Securing Application-Level Topology Estimation Networks: Facing the Frog-Boiling Attack
Project Members
Jeff Seibert, Cristina Nita-Rotaru, Radu State
Jeff Seibert, Cristina Nita-Rotaru, Radu State
Abstract
Peer-to-peer real-time communication and media streaming applications optimize their performance by using application-level topology estimation services such
as virtual coordinate systems. Virtual coordinate systems allow nodes in
a peer-to-peer network to accurately predict latency between arbitrary nodes
without the need of performing extensive measurements. However, systems that leverage virtual coordinates as supporting building blocks, are prone to attacks conducted by compromised nodes that aim at disrupting, eavesdropping,
or mangling with the underlying communications.

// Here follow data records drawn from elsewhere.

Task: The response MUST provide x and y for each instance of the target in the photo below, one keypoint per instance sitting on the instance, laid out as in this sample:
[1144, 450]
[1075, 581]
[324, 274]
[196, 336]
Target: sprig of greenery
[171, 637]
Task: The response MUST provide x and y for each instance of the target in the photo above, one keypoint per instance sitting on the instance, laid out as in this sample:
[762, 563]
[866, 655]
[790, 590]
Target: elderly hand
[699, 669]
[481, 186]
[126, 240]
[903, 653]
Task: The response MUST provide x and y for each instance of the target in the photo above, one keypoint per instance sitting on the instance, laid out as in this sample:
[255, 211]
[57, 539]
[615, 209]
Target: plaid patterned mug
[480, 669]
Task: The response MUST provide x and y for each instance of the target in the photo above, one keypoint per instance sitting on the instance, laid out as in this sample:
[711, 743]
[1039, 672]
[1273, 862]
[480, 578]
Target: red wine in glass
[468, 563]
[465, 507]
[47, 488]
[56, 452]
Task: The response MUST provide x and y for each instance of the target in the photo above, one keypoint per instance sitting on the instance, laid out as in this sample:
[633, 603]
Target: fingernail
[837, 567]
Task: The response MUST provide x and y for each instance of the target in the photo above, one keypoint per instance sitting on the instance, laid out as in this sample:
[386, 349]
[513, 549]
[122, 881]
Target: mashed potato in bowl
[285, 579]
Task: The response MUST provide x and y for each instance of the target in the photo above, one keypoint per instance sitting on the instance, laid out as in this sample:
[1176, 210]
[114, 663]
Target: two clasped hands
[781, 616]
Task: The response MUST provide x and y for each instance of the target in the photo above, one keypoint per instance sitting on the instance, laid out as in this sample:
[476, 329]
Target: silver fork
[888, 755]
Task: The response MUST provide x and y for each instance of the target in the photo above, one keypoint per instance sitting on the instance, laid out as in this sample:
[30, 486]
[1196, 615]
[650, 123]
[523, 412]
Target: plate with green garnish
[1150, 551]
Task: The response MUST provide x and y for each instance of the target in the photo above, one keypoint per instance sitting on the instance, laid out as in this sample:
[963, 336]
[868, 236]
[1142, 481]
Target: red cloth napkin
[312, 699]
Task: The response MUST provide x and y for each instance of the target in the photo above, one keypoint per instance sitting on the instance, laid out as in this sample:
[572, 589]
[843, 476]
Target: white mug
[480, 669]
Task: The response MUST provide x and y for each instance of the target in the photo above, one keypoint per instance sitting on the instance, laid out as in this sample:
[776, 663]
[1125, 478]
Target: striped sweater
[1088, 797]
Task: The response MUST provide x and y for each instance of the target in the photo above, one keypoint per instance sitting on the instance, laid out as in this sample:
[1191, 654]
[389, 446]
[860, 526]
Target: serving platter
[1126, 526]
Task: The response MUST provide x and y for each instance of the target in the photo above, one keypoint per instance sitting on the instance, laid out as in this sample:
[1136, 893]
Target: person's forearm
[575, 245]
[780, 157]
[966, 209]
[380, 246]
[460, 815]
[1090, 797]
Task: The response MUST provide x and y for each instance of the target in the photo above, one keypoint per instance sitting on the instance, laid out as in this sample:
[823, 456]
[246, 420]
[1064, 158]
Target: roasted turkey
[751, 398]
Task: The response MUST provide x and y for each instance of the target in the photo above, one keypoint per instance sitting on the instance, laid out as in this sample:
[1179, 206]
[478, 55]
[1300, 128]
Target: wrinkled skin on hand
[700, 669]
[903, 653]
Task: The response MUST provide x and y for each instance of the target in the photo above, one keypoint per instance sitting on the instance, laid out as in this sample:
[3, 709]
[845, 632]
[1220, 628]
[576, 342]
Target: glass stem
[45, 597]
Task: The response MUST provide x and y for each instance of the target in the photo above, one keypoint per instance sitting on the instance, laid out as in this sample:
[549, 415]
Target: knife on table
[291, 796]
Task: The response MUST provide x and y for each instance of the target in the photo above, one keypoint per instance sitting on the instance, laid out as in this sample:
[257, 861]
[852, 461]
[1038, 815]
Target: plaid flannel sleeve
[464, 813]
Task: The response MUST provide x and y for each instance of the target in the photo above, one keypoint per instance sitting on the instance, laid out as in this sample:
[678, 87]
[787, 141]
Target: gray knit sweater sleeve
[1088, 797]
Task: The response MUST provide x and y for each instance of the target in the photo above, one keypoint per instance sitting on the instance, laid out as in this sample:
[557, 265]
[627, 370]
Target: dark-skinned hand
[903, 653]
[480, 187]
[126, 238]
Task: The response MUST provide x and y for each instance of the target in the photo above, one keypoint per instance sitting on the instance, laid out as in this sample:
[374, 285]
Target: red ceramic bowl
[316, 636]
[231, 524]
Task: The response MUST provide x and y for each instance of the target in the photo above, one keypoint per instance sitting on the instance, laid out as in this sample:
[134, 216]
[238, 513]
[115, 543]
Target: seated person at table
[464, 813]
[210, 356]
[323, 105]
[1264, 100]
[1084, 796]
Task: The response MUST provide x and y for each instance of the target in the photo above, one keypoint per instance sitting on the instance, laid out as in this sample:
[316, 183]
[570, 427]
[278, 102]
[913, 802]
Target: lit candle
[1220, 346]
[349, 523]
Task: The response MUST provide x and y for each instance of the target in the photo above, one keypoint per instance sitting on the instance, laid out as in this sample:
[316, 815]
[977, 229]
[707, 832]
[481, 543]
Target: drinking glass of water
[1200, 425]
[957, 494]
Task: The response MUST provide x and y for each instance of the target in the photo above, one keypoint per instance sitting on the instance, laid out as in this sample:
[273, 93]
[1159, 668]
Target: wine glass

Recent research proposed techniques to mitigate basic attacks (inflation,
deflation, oscillation) considering a single attack strategy model where
attackers perform only one type of attack. In this work we explore supervised
machine learning techniques to mitigate more subtle yet highly effective
attacks (frog-boiling, network-partition) that are able to bypass
existing defenses. We evaluate our techniques on the Vivaldi system against a more complex attack
strategy model, where attackers perform sequences of all known attacks against
virtual coordinate systems, using both simulations and Internet deployments.